Infer gene regulatory network from expression data
Usage
exp2grn(
exp,
regulators = NULL,
eps = 0,
estimator_aracne = "spearman",
estimator_clr = "pearson",
remove_zero = TRUE,
nsplit = 10,
...
)
Arguments
- exp
A gene expression data frame with genes in row names and samples in column names or a `SummarizedExperiment` object.
- regulators
A character vector of regulators (e.g., transcription factors or miRNAs). All regulators must be included in `exp`.
- eps
Numeric value indicating the threshold used when removing an edge: for each triplet of nodes (i,j,k), the weakest edge, say (ij), is removed if its weight is below min(ik),(jk) - eps.
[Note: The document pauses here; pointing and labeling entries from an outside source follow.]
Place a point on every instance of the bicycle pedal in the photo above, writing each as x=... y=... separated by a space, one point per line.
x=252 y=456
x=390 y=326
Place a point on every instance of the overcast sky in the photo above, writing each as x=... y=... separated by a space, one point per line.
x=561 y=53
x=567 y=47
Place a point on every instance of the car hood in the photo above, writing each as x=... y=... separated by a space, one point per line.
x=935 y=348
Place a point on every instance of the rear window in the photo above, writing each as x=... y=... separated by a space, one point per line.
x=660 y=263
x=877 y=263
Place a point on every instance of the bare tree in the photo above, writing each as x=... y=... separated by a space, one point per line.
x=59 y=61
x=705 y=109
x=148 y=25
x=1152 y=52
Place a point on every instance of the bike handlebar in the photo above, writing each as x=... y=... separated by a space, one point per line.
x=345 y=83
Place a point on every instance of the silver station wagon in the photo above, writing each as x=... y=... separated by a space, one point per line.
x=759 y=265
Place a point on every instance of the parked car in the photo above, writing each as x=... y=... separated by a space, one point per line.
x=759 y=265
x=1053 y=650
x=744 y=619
Default: 0.
- estimator_aracne
Entropy estimator to be used in ARACNE inference. One of "mi.empirical", "mi.mm", "mi.shrink", "mi.sg", "pearson", "spearman", or "kendall". Default: "spearman".
- estimator_clr
Entropy estimator to be used in CLR inference. One of "mi.empirical", "mi.mm", "mi.shrink", "mi.sg", "pearson", "spearman", or "kendall". Default: "pearson".
- remove_zero
Logical indicating whether to remove edges whose weight is exactly zero. Zero values indicate edges that were removed by ARACNE. Default: TRUE.
- nsplit
Number of groups in which the edge list will be split. Default: 10.
- ...
Additional arguments passed to `GENIE3::GENIE3()`.